Combining Structure and Semantics for efficient Representation Learning
The principle of composition states the meaning of a whole comes from its parts and how they fit together. This is a really efficient principle because all you need to know is the meaning of smaller set of parts and rules for combining them in order to understand a near infinite set of higher order objects. It allows humans to understand the meanings of new words, sentences, and even entire books without having to memorize them. Machine learning models aren’t tasked with learning compositional structure explicitly, but what happens when they are? Does this help us create more efficient learners? In this blog we introduce and architecture, the Self-Structuring AutoEncoder (Self-StrAE) and its extension Banyan that do exactly that, and as a result are able to learn semantic representations in a radically more efficient manner. Requiring both very little data and parameter scale while remaining competitive with much bigger and more resource intensive models.

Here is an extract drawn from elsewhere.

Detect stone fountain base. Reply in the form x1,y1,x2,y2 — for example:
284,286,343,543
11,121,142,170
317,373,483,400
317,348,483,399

Relevant Papers: EMNLP 2023 SemEval 2024
Model
Self-StrAE is conceptually a fairly simple model. If we look at the figure above we can understand the forward pass pretty easily. We start with a set of tokens (words or subwords in a sentence) and then perform the following steps:
For the first version of Self-StrAE we used the contrastive loss as our objective function. This means that we asked the representations for each node in the encoder to be as close as possible to the reconstructed representation of the same node in the decoder, and vice versa, while remaining distinct from all other node representations.

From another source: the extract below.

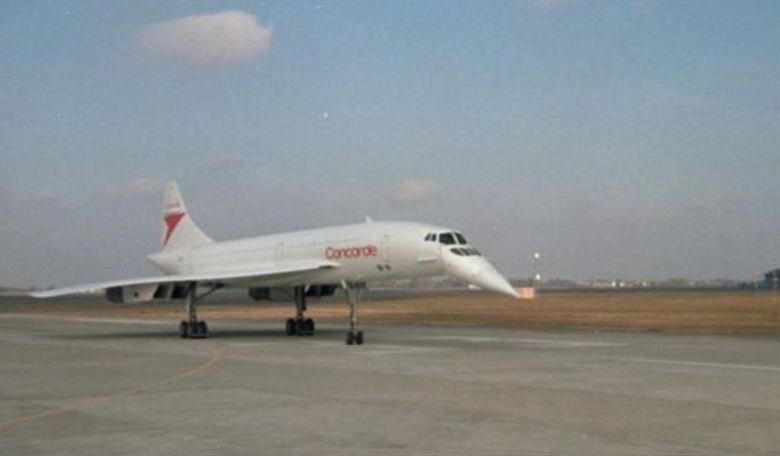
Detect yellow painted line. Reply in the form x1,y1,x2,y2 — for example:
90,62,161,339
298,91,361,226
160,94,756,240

And that’s it, fairly simple right? However, it turns out that this simple process actually leads to some pretty interesting results. Lets consider the learning process. Intuitively, the model starts from random embeddings, and therefore an essentially random merge order. Throughout training, tokens which are often part of the same merges will have their representations drawn together, so the representation reflects what they are likely to compose with. The model can then leverage any regularities to better perform reconstruction. This leads the representations to further reflect likely compositions and consequently increases the regularity in the structure. Ultimately, this leads to representations which must, by virtue of the training procedure, reflect the compositional semantics learned by the model.
Results
| Model | Simlex | Wordsim S | Wordsim R | STS 12 | STS 16 | STS B | SICK R |
|---|---|---|---|---|---|---|---|
| Self-StrAE | 13.04 | 48.19 | 45.47 | 34.42 | 49.93 | 36.68 | 51 |
| Fasttext | 25.8 | 50.8 | 29.18 | 4.35 | 32.43 | 16.93 | 41.58 |
| Bi-LSTM | 12.88 | 39.46 | 32.22 | 9.22 | 33.78 | 14.06 | 40.36 |
| RoBERTa | 9.92 | 26.6 | 6.2 | 29.48 | 50.88 | 38.36 | 49.58 |
We compared Self-StrAE with a few unstructured baselines to see how it performed. We pre-trained all the models from scratch on about 10 million tokens of English Wikipedia, to assess data efficiency, and then evaluated them on a few standard semantic similarity tasks that cover both the word and the sentence levels. We can see that Self-StrAE not only performs really competively, but is able to transfer its performance from the word level (Simlex + Wordsim) seamlessly to the sentence level (STS + SICK). This is because it can take advantage of composition to generalise to different levels of hierarchy, and is a unique capability that our inductive bias unlocks. The other important point is that Self-StrAE is a really simple model, it just has an embedding matrix and two functions for composition and decomposition. In our case these are just simple linear layers, and that means that Self-StrAE is able to achieve these results using just a fraction of the parameters of the baslines. So we have a model that shows both promising performance as well as serious efficiency.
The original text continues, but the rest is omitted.